Impaired survival of the pgdA mutant in macrophages. (A–D) RAW264.7 cells after 8 h of infection with the parental strain EGDe (A) and the pgdA mutant (B). Impaired survival was correlated with delay in escape of the pgdA mutant (C) from phagosomes compared with the WT strain EGDe (D). (E and F) PEM after 7 h of infection with the parental strain EGDe (E) and the pgdA mutant (F). [Scale bars: 2 μm and 1 μm (Insets).] Impaired survival correlated with delay in escape from phagosomes and bacterial lysis of the pgdA mutant compared with the WT strain EGDe.

Fig. 4.

Impaired virulence of the pgdA mutant in vivo. (A and B) BALB/c and C57/BL6J mice were challenged by i.v. injection with the parental strain EGDe and its pgdA mutant with a sublethal dose (5 × 10³ CFU per mouse).

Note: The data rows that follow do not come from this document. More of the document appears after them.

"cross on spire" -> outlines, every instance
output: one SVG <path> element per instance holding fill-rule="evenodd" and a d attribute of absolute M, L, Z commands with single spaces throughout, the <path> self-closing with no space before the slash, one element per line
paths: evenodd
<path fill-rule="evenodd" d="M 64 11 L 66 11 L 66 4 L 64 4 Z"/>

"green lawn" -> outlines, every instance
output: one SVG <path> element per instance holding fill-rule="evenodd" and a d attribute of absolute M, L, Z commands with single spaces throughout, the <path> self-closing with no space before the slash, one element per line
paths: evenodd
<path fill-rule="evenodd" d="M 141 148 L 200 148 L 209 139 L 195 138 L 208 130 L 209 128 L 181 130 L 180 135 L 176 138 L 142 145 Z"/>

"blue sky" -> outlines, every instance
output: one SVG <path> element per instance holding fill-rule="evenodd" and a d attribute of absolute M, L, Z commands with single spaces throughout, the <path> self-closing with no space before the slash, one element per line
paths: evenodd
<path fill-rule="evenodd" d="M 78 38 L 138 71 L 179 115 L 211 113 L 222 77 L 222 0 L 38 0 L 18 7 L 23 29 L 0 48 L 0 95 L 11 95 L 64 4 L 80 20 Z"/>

After 72 h, mice were killed, and bacterial counts in the liver (A) and the spleen (B) were determined. (C–G) Transgenic human E-cadherin mice were used as model for the oral route of infection, and colonization of several organs was followed after 3, 24, 48, and 72 h after challenge. Interestingly, the pgdA mutant was particularly vulnerable to persistence in the intestinal lumen as assayed by bacterial counts per grams of feces (C). Survival was more robust in the intestine (D) and the mesenteric lymph nodes (E) where colonization was particularly impaired after 72 h. The mutant was impaired in the survival of the liver (F) and spleen (G) at all time points as in the IV model shown in A and B.

Fig. 5.

Enhanced inflammatory response of the pgdA mutant. Cytokine production such as IL-6 (A) and IFN-β (B) by RAW264.7 macrophages was enhanced by the pgdA mutant compared with the parental strain EGDe (see also SI Fig. 9). PEM of WT C57/BL6J, Nod1^−/−, Nod2^−/− TLR2^−/− and MyD88^−/− mice were infected with strains EGDe and its isogenic pgdA mutant. After 7 h of infection, the inflammatory response was enhanced as measured by the amount of IL-6 (C) and, particularly, IFN-β (D) production. The cytokine response depended mainly on TLR2 and Myd88, although their contribution varied according to the cytokine measured. IFN-β production depended almost entirely on TLR2 in a MyD88-dependent and -independent manner (D). IL-6 production depended only partially on TLR2 and Myd88 (C) and also required Nod1. Surprisingly, Nod1 seemed to function as an inhibitor of IFN-β production, because the pgdA mutant induced 3-fold more IFN-β in Nod1^−/− compared with C57/BL6J peritoneal macrophages (D). Note that the role of Nod1 is entirely restricted to the response to the pgdA mutant and does not participate in the response to the WT EGDe strain.